Vois sur la route blanche et les bois pleins de fleurs,
Sur les monts violets et la lande jaunie,
Dans les frissons d’azur de la mer infinie,
Chanter éperdument la gamme des couleurs.

Comme un paon dont s’étale en chatoyant la queue,
La baie entre les rocs étend sa robe bleue
Qu’empourpre le porphyre enflammé des îlots.

Mais l’hymne de ton cœur, que l’amour illumine
Et réchauffe, est plus fort en son ardeur divine,
Plus joyeux que le chant de la terre et des flots.


LE VOYAGEUR


Tu revois ta jeunesse et ta chère villa. (HEREDIA.)

J’ai respiré l’odeur des roses dans les brises ;
Je veux me reposer une heure en ce verger
D’où l’on voit la mer bleue entre les branches grises :
Hôte inconnu, sois favorable à l’étranger.

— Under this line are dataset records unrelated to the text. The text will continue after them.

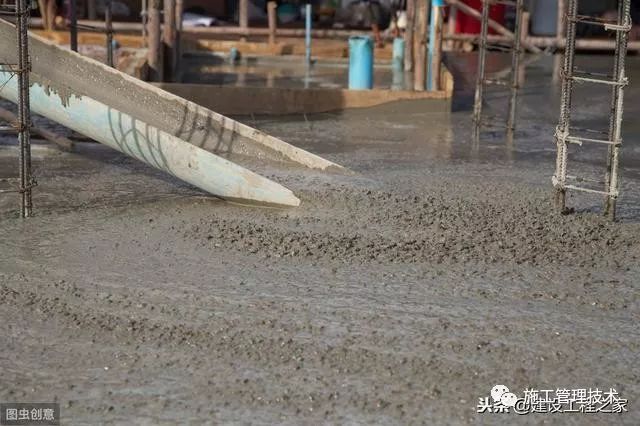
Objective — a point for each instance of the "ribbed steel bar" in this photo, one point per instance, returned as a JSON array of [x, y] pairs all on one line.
[[562, 131], [24, 116], [617, 109]]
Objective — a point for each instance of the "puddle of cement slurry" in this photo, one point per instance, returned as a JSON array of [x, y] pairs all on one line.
[[414, 131], [398, 295]]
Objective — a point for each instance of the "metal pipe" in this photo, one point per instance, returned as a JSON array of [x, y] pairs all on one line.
[[480, 77], [169, 38], [435, 45], [178, 47], [307, 37], [73, 26], [108, 23], [420, 46], [515, 69], [155, 42], [409, 35], [272, 7], [153, 146]]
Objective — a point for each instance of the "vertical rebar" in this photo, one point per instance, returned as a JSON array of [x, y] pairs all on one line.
[[482, 56], [617, 109], [24, 116], [564, 125], [108, 21], [516, 55]]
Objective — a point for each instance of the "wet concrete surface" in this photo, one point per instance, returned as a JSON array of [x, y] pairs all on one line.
[[397, 295]]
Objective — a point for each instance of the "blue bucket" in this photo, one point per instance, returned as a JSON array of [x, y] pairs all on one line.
[[398, 52], [360, 63]]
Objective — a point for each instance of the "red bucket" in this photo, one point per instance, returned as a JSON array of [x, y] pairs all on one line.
[[466, 24]]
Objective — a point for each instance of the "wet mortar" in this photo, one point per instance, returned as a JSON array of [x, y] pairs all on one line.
[[397, 295]]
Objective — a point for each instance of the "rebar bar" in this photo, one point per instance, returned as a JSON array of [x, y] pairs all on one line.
[[617, 81], [515, 48], [24, 116], [617, 103]]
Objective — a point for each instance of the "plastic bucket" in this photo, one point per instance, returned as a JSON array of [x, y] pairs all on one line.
[[360, 63]]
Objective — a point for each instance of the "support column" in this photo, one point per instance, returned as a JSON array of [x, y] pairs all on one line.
[[243, 16], [155, 42], [169, 38], [73, 25], [108, 23], [92, 12], [435, 44], [409, 34], [273, 21], [178, 47], [420, 46]]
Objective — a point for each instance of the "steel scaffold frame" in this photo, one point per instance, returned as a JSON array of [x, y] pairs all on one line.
[[515, 48]]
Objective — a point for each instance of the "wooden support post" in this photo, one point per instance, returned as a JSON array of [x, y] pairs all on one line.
[[243, 17], [409, 34], [273, 19], [420, 54], [155, 42], [169, 38]]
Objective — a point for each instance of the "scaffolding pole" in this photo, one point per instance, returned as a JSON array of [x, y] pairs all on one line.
[[512, 83]]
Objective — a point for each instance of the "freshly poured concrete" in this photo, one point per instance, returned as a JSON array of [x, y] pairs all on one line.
[[399, 295]]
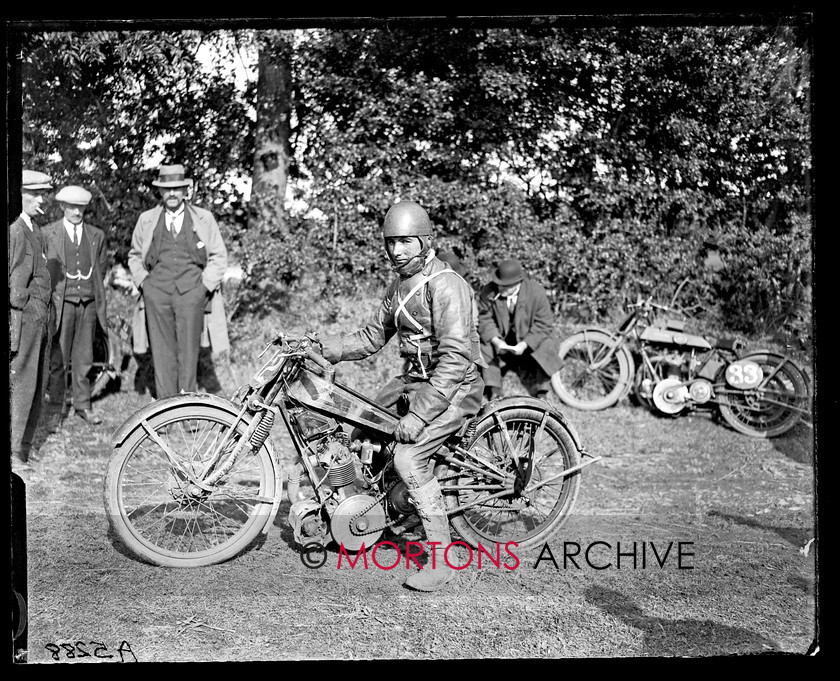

Auprès des fontaines claires,
Les oliviers séculaires
Attirent mes yeux charmés ;
Dès que leur ombre m’effleure,
Je songe aux jours que je pleure,
Aux lieux que j’ai tant aimés.

La source qui jaillit d’un marbre vert de mousse
Epanche sa fraîcheur dans mon âme ; il fait beau ;
Le chant des flots me berce, et la lumière est douce
Qui danse aux vents légers sur les feuilles et l’eau.

Escaladant les portiques,
La vigne aux piliers antiques
Balance ses grappes d’or ;
Comme elle m’est familière,
La maison qui sous le lierre
Et sous les pampres s’endort !

J’avais une demeure à celle-ci pareille,
Un merveilleux jardin dominant l’horizon ;
Je ne m’assiérai plus à l’ombre de ma treille,
Je ne reviendrai plus jamais dans ma maison.

Lorsque le soleil s’incline,
Je ne puis sur la colline
Suivre le chemin connu
Qui gravit la pente et mène
Par les vergers au domaine
Où j’étais le bienvenu.

Je ne retrouverais plus rien que des ruines ;
La guerre et le malheur m’ont exilé des lieux
Où j’ai grandi parmi des visions divines,
Où dans les bois sacrés me souriaient les cieux.

Près des sources profanées,
Rameaux morts, feuilles fanées,
Gisent les arbres amis
Qui, naturelle défense,
Ont protégé mon enfance
Comme des géans soumis.

Des vallons où planait dans l’ombre plus d’une aile,
La hache a violé chaque asile secret ;
Le soc a déchiré la terre maternelle,
Et j’ai cru que c’était mon cœur qu’on labourait !

Oh ! voir l’ennemi paraître
Et bouleverser en maître
L’enclos que l’on cultiva,
Où chaque fleur qu’il enlève
Est une espérance, un rêve,
Un souvenir qui s’en va.

Toutes ont disparu : rose, iris, anémone,
Cassie où s’embaumait chaque vent passager ;
Il est dur de semer pour qu’un autre moissonne ;
Je ne suis plus dans mon pays qu’un étranger.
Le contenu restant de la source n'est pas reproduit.